The French societal rejection of inclusiveness contrasts with growing multiculturalism and diversity in other large western democracies.
Then there are longstanding political disputes, which militants use to advance their agenda. Are the major powers complementing the military campaigns against militancy with socio-economic uplift measures and resolution of political disputes like Kashmir and Israel? Regionally, Saudi-Iranian rivalry continues to play out along sectarian and ethnic lines.
Also, on the political level, some countries have sought to frame terrorism in terms of a fight between Islam and the west. Such statements contradict ground realities, since terror groups, al-Qaeda and Taliban in Afghanistan and Pakistan, and ISIS in Iraq and Syria, have killed far more Muslims than any other people. For extremists, the fight begins at home as they want to impose their literalist version of Islam. Europe witnessed such religious violence between Christian factions on the issues of reform during the medieval era. In Pakistan, forces of extremism targeted progressive and democratic voices like Benazir Bhutto and many other politicians as well as girls rights activist Malala Yousafzai, who has been a symbol of courage and conviction against terrorism since surviving a 2012 Taliban attack.
In a commentary following Paris attacks, Anthony H Cordesman, the Arleigh A Burke Chair in Strategy at Center for Strategic and International Studies, notes that “Europe, the United States, and countries without large Muslim populations are not the victim of some “clash of civilizations,” and points out that “every death and casualty matters, but France, the United States and other “outside” states are only minor targets that are the spillover of a massive clash to shape the future of Islamic civilization.”

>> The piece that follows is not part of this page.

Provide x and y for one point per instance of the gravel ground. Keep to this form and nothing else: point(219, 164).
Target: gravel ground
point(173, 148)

“Horrible as every pointless death from terrorism in the west is, it must be compared to violence within Islam that has killed hundreds of thousands of Muslims in recent years, halted economic life and development in several countries, and produced millions of displaced persons and refugees,” he adds.
Clearly, France is a victim of both the spillover effect of the Middle Eastern conundrum and its own home-grown terror. Any way out of the French travail must unavoidably troubleshoot both problems. While military action may contain the ISIS in Raqqa and other parts of Syria, it is societal and economic integration that would assimilate the jobless youth in Parisian suburbs, and deprive militants of oxygen to survive. Islamophobia in far right parts of the French society and politics – as reported by several media outlets — and one-size-fits-all state approach would only prolong unrest in the land, which projected the concept of liberty, equality and fraternity. In the age of the social media, France and other European countries also cannot scapegoat refugees for Europe’s continental disconnect in information sharing, even between Brussels and Paris.
With this background, a critical dimension to curbing terror everywhere would be progress towards peaceful coexistence at national, regional and international levels. If based on UN principles of pluralism, democratic equality and economic development, that progress would heal the wounded world. Paris attacks are also an excruciating reminder that a festering state of conflict- – group terror, civil wars, inequality, alienation, stigmatization of the “other” and state terrorism as seen in the Middle East — could spawn an unknown situation with dangers like cyber attacks, that, in turn, may even disrupt the march of civilization by shrinking civil liberties and economic opportunities. The need of the hour for the international community is to get together to address the plight of Syrian refugees as well as focus on resolving root causes of all these problems.